If you see what I wrote before, I have no problem about the humourus article which is against claiming to possess the truth. What I said is that the attempt to get close to the truth, or call it quality, or call it verifiability, is what Misplaced Pages is about. --At least if you translate away from the jargon. Verification and verify are English words with Latin roots, both referring to the attempt to confirm is something is true.--Andrew Lancaster (talk) 08:42, 24 December 2008 (UTC)

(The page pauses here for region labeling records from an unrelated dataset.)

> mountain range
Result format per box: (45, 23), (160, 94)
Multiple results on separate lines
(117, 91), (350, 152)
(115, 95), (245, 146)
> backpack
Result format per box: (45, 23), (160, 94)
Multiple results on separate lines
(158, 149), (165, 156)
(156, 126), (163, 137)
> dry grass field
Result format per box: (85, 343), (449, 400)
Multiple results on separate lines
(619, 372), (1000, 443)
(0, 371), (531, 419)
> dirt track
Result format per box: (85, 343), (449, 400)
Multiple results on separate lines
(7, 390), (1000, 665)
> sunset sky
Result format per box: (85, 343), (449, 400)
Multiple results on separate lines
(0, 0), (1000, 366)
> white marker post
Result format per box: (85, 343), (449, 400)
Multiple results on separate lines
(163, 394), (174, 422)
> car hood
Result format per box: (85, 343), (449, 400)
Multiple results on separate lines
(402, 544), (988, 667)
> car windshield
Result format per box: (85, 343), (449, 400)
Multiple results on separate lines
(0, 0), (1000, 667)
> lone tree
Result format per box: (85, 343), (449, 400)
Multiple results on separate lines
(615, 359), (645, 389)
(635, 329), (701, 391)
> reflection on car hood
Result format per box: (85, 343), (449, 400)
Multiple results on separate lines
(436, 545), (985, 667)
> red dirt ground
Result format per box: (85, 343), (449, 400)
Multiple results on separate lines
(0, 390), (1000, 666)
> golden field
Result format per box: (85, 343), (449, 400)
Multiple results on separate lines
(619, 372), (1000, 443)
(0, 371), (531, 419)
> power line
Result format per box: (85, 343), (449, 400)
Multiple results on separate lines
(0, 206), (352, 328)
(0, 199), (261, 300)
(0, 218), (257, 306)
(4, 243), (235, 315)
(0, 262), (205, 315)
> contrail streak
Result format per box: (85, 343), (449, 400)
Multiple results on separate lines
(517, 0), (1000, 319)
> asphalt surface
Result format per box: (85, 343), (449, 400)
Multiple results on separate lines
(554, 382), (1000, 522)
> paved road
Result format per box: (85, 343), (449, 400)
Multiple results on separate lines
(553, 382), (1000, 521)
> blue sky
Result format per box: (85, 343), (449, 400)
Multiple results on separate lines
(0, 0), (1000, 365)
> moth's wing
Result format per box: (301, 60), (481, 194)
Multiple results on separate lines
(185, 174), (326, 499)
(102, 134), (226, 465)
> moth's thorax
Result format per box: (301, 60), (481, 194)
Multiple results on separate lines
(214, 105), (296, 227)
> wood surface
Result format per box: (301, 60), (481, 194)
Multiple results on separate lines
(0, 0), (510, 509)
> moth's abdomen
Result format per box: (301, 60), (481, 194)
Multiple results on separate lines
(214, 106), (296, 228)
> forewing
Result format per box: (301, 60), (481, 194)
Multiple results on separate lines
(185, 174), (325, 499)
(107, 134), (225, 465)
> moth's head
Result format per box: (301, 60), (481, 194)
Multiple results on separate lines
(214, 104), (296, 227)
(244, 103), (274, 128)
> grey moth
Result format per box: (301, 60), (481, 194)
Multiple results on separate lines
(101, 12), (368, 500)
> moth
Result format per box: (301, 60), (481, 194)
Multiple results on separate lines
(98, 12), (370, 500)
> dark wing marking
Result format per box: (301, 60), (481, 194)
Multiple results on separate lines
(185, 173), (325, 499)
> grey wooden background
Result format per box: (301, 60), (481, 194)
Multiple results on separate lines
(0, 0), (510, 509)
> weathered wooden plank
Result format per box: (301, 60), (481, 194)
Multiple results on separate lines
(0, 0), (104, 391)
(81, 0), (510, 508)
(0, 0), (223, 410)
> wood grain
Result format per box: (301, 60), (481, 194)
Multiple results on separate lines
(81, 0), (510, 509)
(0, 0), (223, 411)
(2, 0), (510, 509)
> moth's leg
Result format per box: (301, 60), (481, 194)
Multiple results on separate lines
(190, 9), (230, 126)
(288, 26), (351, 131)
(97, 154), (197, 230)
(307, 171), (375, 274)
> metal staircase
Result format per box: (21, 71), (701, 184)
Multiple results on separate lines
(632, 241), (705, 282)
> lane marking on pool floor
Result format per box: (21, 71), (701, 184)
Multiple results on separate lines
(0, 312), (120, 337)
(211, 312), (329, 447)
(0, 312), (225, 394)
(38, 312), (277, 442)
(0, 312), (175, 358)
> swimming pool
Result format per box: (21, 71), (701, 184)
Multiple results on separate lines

Semantics doesn't cut the mustard. Verifiability doesn't mean "it's the truth", we are interested in the veracity that a reliable source makes this claim and not the veracity of the claim itself. You seem to have misunderstand our use of the term. Verifiability simply means that when we include a specific point of view, it is attributable to a reliable published source, we're not interested if the source is "true" or not, only that our assertion that a reliable source has made this claim is true. As I say, if you want to re-write out policies, then don't come complaining to me, go and discuss it on the policy talk page. Alun (talk) 21:21, 24 December 2008 (UTC)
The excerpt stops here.